Ночь была глазастая и свежая.

Наелись о дедом той же кашицы и в сотый раз высчитывали, сколько им барин денег отвалит.

Жевали жвачку коровы, а Тузик смотрел на них из-под лохматых бровей, повиливая лисьим хвостом.

— Мм-да… это значит, шестьдесят рублев… деньга, а! Двадцать рублев жеребенок…

— За пятнадцать купишь, — перебивает Васька.

— Хлеба нужно подкупить, тоже пятнадцать, остается тридцать рублев, деньга, а?..

— Вырр-ав!

— Взы-взы-кто там?!

В чаще зашуршало.

Васька схватил дубовый колдай и выскочил.

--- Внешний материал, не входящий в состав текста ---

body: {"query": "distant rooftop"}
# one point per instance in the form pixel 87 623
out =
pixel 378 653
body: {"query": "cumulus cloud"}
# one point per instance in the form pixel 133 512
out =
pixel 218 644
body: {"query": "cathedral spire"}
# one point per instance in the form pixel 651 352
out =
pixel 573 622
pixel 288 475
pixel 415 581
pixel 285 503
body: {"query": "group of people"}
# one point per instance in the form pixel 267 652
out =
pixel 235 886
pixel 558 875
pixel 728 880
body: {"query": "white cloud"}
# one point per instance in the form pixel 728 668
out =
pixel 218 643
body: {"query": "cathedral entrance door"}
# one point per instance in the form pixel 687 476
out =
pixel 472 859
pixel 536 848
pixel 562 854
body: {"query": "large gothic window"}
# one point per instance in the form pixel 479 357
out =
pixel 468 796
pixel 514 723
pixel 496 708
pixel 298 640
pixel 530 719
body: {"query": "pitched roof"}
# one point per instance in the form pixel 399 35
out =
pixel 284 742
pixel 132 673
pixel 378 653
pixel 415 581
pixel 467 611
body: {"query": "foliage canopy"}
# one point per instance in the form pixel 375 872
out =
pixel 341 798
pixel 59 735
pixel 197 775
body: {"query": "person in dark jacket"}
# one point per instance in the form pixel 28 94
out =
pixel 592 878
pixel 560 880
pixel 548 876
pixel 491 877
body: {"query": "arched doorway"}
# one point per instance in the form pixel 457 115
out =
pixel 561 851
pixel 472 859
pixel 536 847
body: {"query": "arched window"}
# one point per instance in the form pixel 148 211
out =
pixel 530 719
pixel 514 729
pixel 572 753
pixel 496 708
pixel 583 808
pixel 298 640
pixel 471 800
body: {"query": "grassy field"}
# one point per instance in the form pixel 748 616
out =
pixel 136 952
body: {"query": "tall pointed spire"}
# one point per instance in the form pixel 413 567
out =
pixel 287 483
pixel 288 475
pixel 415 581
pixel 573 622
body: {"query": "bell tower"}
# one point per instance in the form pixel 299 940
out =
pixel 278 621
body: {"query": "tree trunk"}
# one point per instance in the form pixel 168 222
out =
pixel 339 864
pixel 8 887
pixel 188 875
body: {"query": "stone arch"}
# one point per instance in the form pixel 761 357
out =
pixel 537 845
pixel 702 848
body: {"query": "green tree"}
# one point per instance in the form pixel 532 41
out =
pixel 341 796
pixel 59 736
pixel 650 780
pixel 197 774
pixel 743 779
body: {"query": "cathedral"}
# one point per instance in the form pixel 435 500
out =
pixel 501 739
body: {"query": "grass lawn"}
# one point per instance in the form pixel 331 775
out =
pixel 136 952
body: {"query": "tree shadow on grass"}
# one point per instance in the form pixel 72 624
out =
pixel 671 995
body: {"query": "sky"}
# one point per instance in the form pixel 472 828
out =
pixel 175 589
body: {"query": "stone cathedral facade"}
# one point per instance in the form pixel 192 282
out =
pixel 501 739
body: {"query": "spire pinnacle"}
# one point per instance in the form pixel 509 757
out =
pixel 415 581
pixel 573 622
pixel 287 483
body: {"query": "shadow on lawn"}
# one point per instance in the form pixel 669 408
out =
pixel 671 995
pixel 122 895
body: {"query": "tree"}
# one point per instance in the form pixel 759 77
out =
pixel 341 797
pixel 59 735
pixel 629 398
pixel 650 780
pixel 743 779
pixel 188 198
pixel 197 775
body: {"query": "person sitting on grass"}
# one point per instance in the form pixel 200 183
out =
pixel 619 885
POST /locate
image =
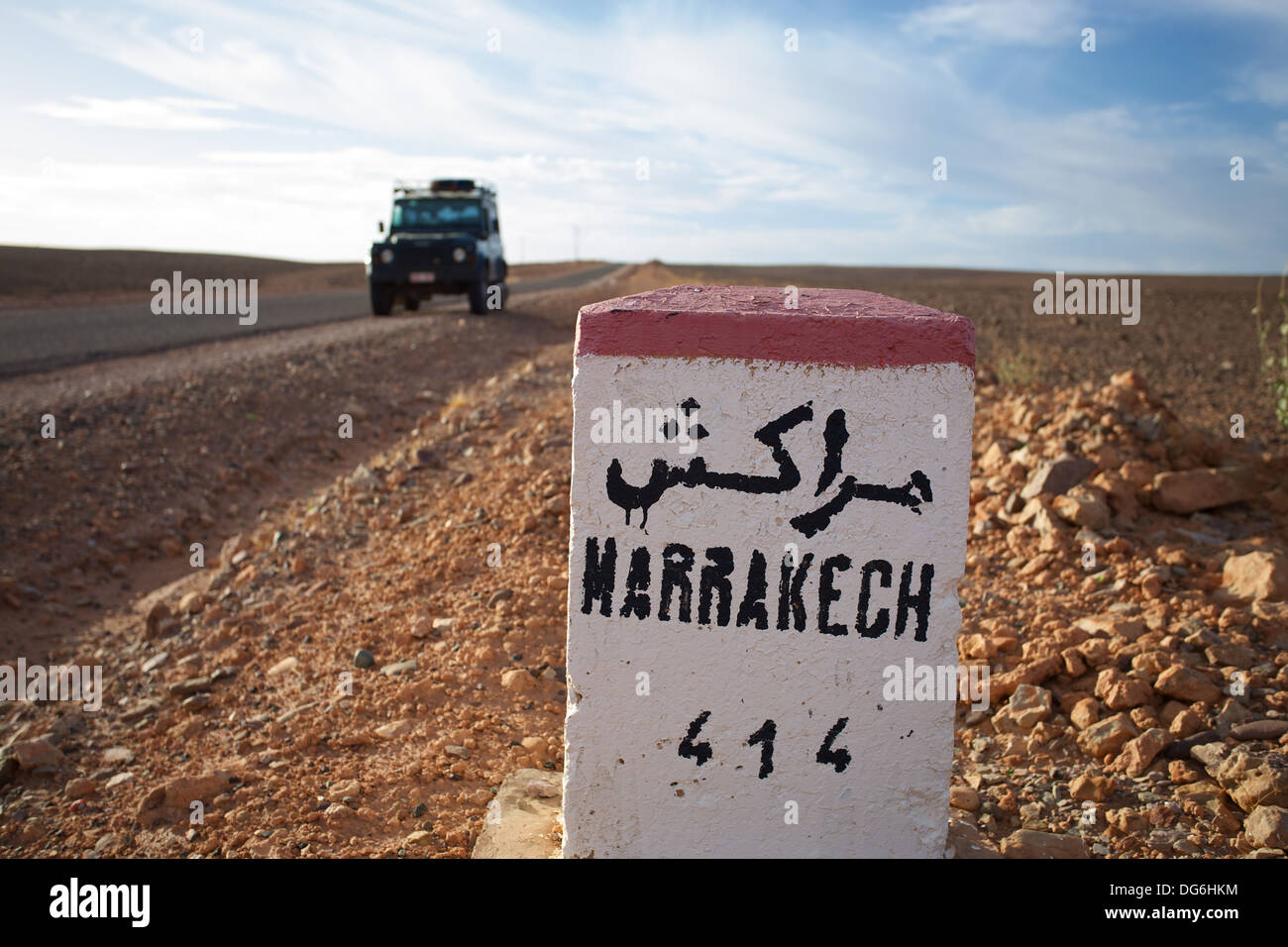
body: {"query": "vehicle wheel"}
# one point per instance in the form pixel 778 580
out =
pixel 478 296
pixel 381 299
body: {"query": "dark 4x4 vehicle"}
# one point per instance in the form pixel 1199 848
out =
pixel 443 237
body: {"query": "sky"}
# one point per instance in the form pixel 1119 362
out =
pixel 708 132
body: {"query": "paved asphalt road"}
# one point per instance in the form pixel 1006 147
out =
pixel 42 339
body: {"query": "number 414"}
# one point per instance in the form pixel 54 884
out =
pixel 837 758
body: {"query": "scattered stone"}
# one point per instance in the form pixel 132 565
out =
pixel 155 661
pixel 140 710
pixel 38 753
pixel 1189 491
pixel 1108 736
pixel 1186 684
pixel 1083 506
pixel 1026 843
pixel 192 603
pixel 1029 706
pixel 1121 692
pixel 158 613
pixel 168 802
pixel 80 788
pixel 1267 826
pixel 964 797
pixel 398 728
pixel 1091 788
pixel 518 681
pixel 1138 754
pixel 540 789
pixel 966 841
pixel 1258 577
pixel 283 667
pixel 343 789
pixel 1057 475
pixel 1085 712
pixel 1262 781
pixel 1260 729
pixel 185 688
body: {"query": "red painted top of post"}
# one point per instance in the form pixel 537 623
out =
pixel 828 326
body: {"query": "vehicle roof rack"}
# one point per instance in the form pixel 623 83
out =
pixel 439 187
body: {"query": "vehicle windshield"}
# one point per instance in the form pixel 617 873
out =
pixel 437 214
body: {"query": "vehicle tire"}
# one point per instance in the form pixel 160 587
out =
pixel 478 296
pixel 381 299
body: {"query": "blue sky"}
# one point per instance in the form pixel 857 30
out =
pixel 275 129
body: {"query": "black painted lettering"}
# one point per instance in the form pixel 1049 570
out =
pixel 599 578
pixel 715 578
pixel 752 607
pixel 877 628
pixel 827 594
pixel 790 592
pixel 638 579
pixel 677 565
pixel 919 602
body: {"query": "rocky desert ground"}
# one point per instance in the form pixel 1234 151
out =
pixel 375 637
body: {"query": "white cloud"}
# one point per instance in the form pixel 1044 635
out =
pixel 162 114
pixel 1020 22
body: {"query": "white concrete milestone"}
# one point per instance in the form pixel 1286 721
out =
pixel 769 510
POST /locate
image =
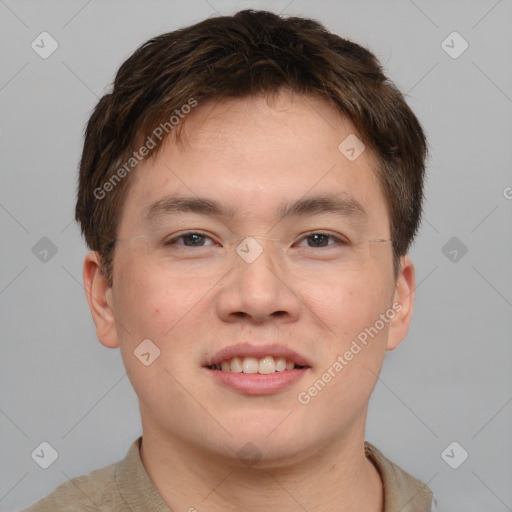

— Ну-ну, выходи, кто есть, я вот же огрею, — стращал он невидимого врага.

Опять зашуршало.

— Дедка, ведьмедь!

Старик вылез и, щелкая курком, поднял к плечу тяжеленную, перевязанную веревкой, шомполку.

— Если добрый человек, выходи, убью, слышишь?

Кусты раздвинулись, и нерешительно вышел на поляну человек. Он был серый и сливался с землей, как оборотень.

Старик и Дикой насторожились.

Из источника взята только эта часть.